Morton’s Restaurant Group, Inc.

(Exact name of registrant as specified in charter)

 

 

 

Delaware   1-12692   13-3490149

(State or other jurisdiction

of incorporation)

 

(Commission

File Number)

 

(IRS Employer

Identification No.)

325 North LaSalle Street, Suite 500

Chicago, Illinois 60654

(Address of principal executive offices and zip code)

Registrant’s telephone number, including area code: (312) 923-0030

 

 

Check the appropriate box below if the Form 8-K filing is intended to simultaneously satisfy the filing obligation of the registrant under any of the following provisions:

 

¨ Written communications pursuant to Rule 425 under the Securities Act (17 CFR 230.425)

 

¨ Soliciting material pursuant to Rule 14a-12 under the Exchange Act (17 CFR 240.14a-12)

 

¨ Pre-commencement communications pursuant to Rule 14d-2(b) under the Exchange Act (17 CFR 240.14d-2(b))

 

¨ Pre-commencement communications pursuant to Rule 13e-4(c) under the Exchange Act (17 CFR 240.13e-4(c))

 

 

 


 

Item 1.01. Entry into a Material Definitive Agreement.

On December 9, 2010, Morton’s Restaurant Group, Inc. (the “Company”), entered into a Credit and Guaranty Agreement, by and among the Company, Morton’s of Chicago, Inc. (“Morton’s of Chicago”), the parties designated as guarantors therein, the parties designated as lenders therein and Goldman Sachs Bank USA, as administrative agent, collateral agent and lead arranger (the “Credit Agreement”).

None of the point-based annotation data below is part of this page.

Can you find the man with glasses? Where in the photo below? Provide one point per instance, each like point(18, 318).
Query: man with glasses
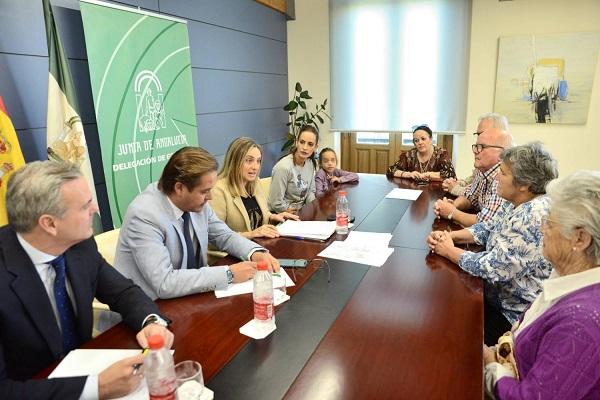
point(490, 120)
point(481, 195)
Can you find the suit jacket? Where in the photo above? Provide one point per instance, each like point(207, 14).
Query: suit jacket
point(151, 248)
point(30, 339)
point(231, 209)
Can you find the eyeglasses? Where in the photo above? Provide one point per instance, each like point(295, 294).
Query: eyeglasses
point(547, 221)
point(478, 148)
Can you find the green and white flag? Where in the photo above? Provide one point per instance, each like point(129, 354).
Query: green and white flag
point(141, 76)
point(65, 137)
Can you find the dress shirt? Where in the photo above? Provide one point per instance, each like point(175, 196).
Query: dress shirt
point(483, 194)
point(41, 261)
point(178, 213)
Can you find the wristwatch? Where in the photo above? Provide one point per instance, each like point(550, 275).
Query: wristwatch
point(229, 275)
point(155, 319)
point(451, 214)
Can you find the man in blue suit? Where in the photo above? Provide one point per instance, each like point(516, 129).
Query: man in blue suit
point(50, 271)
point(165, 235)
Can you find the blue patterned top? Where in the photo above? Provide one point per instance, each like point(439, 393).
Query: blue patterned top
point(512, 265)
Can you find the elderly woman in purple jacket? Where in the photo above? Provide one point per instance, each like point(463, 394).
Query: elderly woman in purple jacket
point(557, 341)
point(329, 175)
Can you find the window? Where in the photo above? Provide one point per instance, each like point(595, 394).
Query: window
point(398, 63)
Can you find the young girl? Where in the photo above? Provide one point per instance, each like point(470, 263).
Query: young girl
point(329, 175)
point(293, 182)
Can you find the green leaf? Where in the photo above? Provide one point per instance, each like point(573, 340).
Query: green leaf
point(292, 105)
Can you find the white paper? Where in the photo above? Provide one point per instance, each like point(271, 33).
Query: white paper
point(404, 194)
point(246, 287)
point(320, 230)
point(358, 254)
point(368, 239)
point(257, 331)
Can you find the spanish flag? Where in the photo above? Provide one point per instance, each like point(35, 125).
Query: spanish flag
point(11, 157)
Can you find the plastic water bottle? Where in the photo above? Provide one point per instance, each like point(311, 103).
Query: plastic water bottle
point(341, 213)
point(160, 370)
point(262, 294)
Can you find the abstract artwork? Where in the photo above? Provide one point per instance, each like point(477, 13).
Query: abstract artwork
point(546, 78)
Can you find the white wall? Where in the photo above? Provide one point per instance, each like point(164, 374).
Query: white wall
point(308, 56)
point(575, 146)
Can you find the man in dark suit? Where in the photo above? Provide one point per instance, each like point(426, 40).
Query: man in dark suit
point(50, 271)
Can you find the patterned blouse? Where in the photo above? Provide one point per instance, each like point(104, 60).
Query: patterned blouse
point(512, 265)
point(483, 194)
point(438, 162)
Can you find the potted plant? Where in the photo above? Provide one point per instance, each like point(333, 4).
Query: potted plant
point(300, 116)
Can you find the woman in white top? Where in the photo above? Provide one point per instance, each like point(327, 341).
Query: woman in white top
point(293, 182)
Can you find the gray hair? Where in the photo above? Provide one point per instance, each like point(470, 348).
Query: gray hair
point(531, 165)
point(34, 190)
point(575, 203)
point(499, 121)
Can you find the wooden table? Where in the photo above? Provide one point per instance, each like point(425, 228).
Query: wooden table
point(411, 329)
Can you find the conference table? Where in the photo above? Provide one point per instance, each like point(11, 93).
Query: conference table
point(411, 329)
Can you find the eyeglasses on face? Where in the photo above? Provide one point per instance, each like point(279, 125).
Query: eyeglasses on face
point(478, 148)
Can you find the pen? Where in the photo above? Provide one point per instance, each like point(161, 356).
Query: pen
point(136, 367)
point(310, 239)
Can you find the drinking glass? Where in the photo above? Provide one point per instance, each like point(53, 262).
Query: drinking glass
point(190, 382)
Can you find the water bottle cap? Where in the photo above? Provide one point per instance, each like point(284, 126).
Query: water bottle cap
point(156, 342)
point(261, 266)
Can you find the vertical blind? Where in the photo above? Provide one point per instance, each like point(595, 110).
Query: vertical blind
point(399, 63)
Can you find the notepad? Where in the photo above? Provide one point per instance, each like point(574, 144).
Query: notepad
point(316, 230)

Morton’s of Chicago is the borrower under the Credit Agreement and the Company and most of its domestic subsidiaries are guarantors. Morton’s of Chicago’s obligations under the Credit Agreement are secured by a pledge and security agreement providing for a pledge of substantially all of its assets and substantially all of the assets of the Company and certain domestic subsidiaries (the “Pledge and Security Agreement”). The Credit Agreement replaces the prior credit agreement dated as of February 14, 2006, as amended (the “Prior Credit Agreement”), which had a maturity date of February 14, 2011.

Under the Credit Agreement, the lenders agreed to extend certain credit facilities to Morton’s of Chicago in an aggregate amount of up to $70,000,000, consisting of a $60,000,000 principal amount senior term loan and $10,000,000 aggregate principal amount of revolving commitments (the “Credit Facility”). The revolving commitments may be borrowed, repaid and reborrowed, as applicable, until the termination date thereof. The senior term loans have a maturity date of December 8, 2015, and the revolving commitments will terminate no later than December 8, 2015.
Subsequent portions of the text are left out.